Si ricorda di accedere in sala con i telefoni e i tablet spenti oppure in modalità silenziosa. Si raccomanda, inoltre, di arrivare puntuali: una volta cominciato lo spettacolo, non si potrà raggiungere il proprio posto e si dovrà rimanere seduti negli eventuali posti liberi in fondo alla sala, salvo disponibilità. 
 
“Il birraio di Preston” è tratto dal romanzo di Andrea Camilleri è uno spettacolo messo in scena con la regia di Giuseppe Dipasquale, che firma insieme all’autore la riduzione teatrale. Ci troviamo in un piccolo paese siciliano, che nella topografia camilleriana è il solito Vigàta, durante la seconda metà dell’Ottocento. L’occasione è data dal fatto che è necessario inaugurare il nuovo teatro civico “Re d’Italia”. Il prefetto di Montelusa, paese distante qualche chilometro, ma odiato dagli abitanti di Vigàta perché più importante e perché sede della Prefettura, si intestardisce di inaugurare la stagione lirica del suddetto teatro con un’opera di Ricci. Nessuno vuole la rappresentazione di quel lavoro, tra l’altro realmente scadente. Il Prefetto obbliga addirittura a dimettersi ben due consigli di amministrazione del teatro pur di far passare quella che lui considera una doverosa educazione dei vigatesi all’Arte, per seguirli paternamente nei primi passi verso il Sublime.
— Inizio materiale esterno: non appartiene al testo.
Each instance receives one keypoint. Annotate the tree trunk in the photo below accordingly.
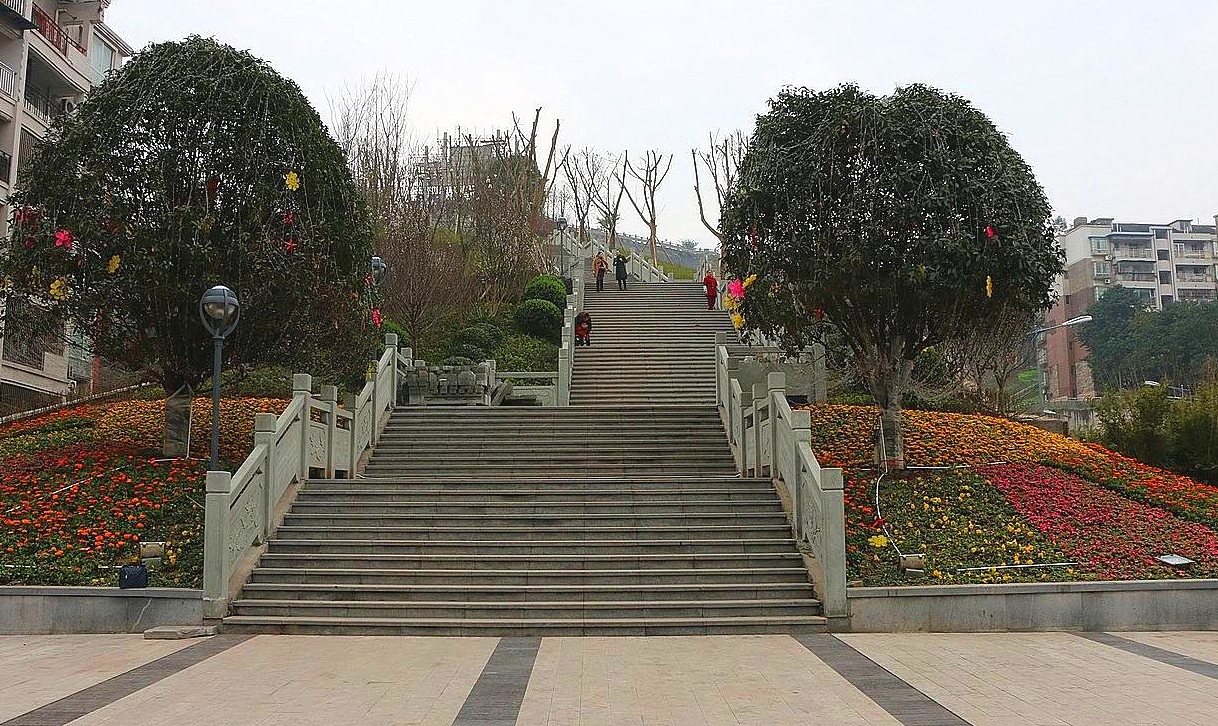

Si arriva quasi a una guerra civile tra le due fazioni: da un lato i vigatesi che, con quel naturale e tutto siciliano senso di insofferenza verso tutto quello che sappia di “forestiero” (e il Prefetto Bortuzzi lo è!), decidono di boicottare l’ordine prefettizio; e dall’altra il prefetto Bortuzzi con Don Memè Ferraguto, al secolo Emanuele, cinquantino, sicco di giusto peso, noto uomo d’onore del luogo, sempre alleato al potere per atavica e pura convenienza. Da ciò si diparte una storia divertentissima e al tempo stesso tragica, che culmina nell’incendio del teatro. La vicenda narrata è una vicenda esemplare per raccontare oggi la Sicilia. L’eterna vacuità dell’azione siciliana, che spesso si traduce in un esasperato dispendio di energie per la futilità di un movente, è la metafora più evidente del testo. Questa Sicilia che non dimentica i morti, non dimentica i mali letali che cercano di consumarla inesorabilmente dal di dentro, che non dimentica il tradimento verso valori appartenuti a se stessa quando era culla di una civiltà, questa Sicilia oggi può senza timore ricominciare a parlare di se stessa con la necessaria ironia e distacco, affinché l’autocompiacimento delle virtù come dei vizi e dei dolori, non costituisca lo stagno dal quale diviene difficile uscire.

La stagione teatrale della Società del Teatro e della Musica “Luigi Barbara” prosegue il 13 e il 14 gennaio 2026 con “La Tigre” di Ramon Madaula con la regia di Alessandro Benvenuti: lo spettacolo è interpretato dallo stesso Benvenuti e da Marina Massironi.